A flor cresceu e cresceu, por uma única haste, deixando para trás sua folhagem e seus espinhos. Cresceu até alcançar os céus, em busca da estrela que beijara. Os ventos, a terra, as nuvens e a própria Mãe Sol apoiava-a em sua busca. Até que chegara à morada das estrelas. Mas não a encontrou por lá. Havia um homem-velho, uma Ema, e uma Anta. Perguntou primeiro à Anta. “Saudações, eu venho em busca de uma estrela […]”. Mas a Anta não a indicou, olhou de lado e se virou. A Ema escondeu seus ovos na garganta e se virou também. O homem-velho também ouviu, resmungou perguntando: “Primeiro se apresente! Depois pergunte por algo! Se eu vou responder ou não já não sei, vou pensar no seu caso”. A flor em sua tranquilidade de planta não se incomodou. “Sou Aguapé, venho lá de baixo em busca de uma estrela que desceu e me beijou, de cores azuis bem claras e rosadas”. Mal sabia a flor Aguapé que a estrela era sobrinha do homem-velho.
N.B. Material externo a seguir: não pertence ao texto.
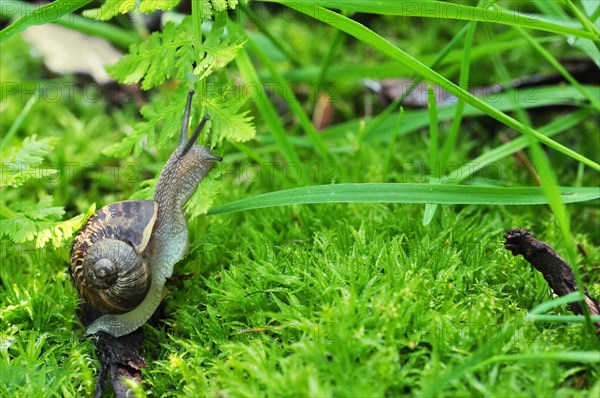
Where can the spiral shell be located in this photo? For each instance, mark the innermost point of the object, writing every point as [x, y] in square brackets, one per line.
[108, 264]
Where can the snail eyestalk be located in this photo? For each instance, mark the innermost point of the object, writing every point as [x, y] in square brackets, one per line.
[195, 136]
[186, 118]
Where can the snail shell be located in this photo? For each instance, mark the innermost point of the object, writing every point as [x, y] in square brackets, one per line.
[109, 265]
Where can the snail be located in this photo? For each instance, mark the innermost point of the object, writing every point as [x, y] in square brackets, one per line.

Que logo se enfurece e como um rugido de trovão, se levanta do banquinho, toma seu cajado, e tudo que era claro se escurece. “Estrela daqui não se mistura com coisa da terra! Ainda mais com flor! Pegue seu trecho e não volte mais!”. Aguapé que tinha pétalas amarelinhas como as cores de um alvorecer, entristeceu-se se colorindo de um azul bem clarinho. E desceu, e desceu devagarinho, corroendo sua própria haste. E quando viu, já estava perto das nuvens, e era noite. Quem lhe aparecera era Lua, que pergunta o que fazia uma flor tão longe da terra e das águas. “Eu venho do caminho da anta. Estava em busca de minha amada estrela, ela, que desceu e me beijara, em uma noite que sequer eu esperava. Mas não a encontrei, e me disseram para lá nunca mais voltar”. Lua sensibiliza-se com a história da flor que acabara de conhecer e passa a minguar. “Conte-me como ela é. Conheço todo o céu noturno, talvez eu possa ajudar”. “Azul bem clarinho e rósea”. Mal sabia Aguapé que esta estrela já fora amante de Lua, mas Lua nunca pode superar sua separação, e tinha muito ciúme. Enraivou-se se tornando cheia de repente, avermelhou-se e gritou a Aguapé que nunca, jamais iria voltar a ver essa estrela. Anos-luz e um rio celeste — que era o caminho da anta — separavam Aguapé e a estrela. Desceu para terra soltando-se da própria haste, flutuou e flutuou despejando suas pétalas, e se estirou na primeira poça de lama que encontrara, e lá ficou. Deveras entristecida encontrava-se Aguapé, a flor cujo se enfraquecia severamente em força vitalícia do amor.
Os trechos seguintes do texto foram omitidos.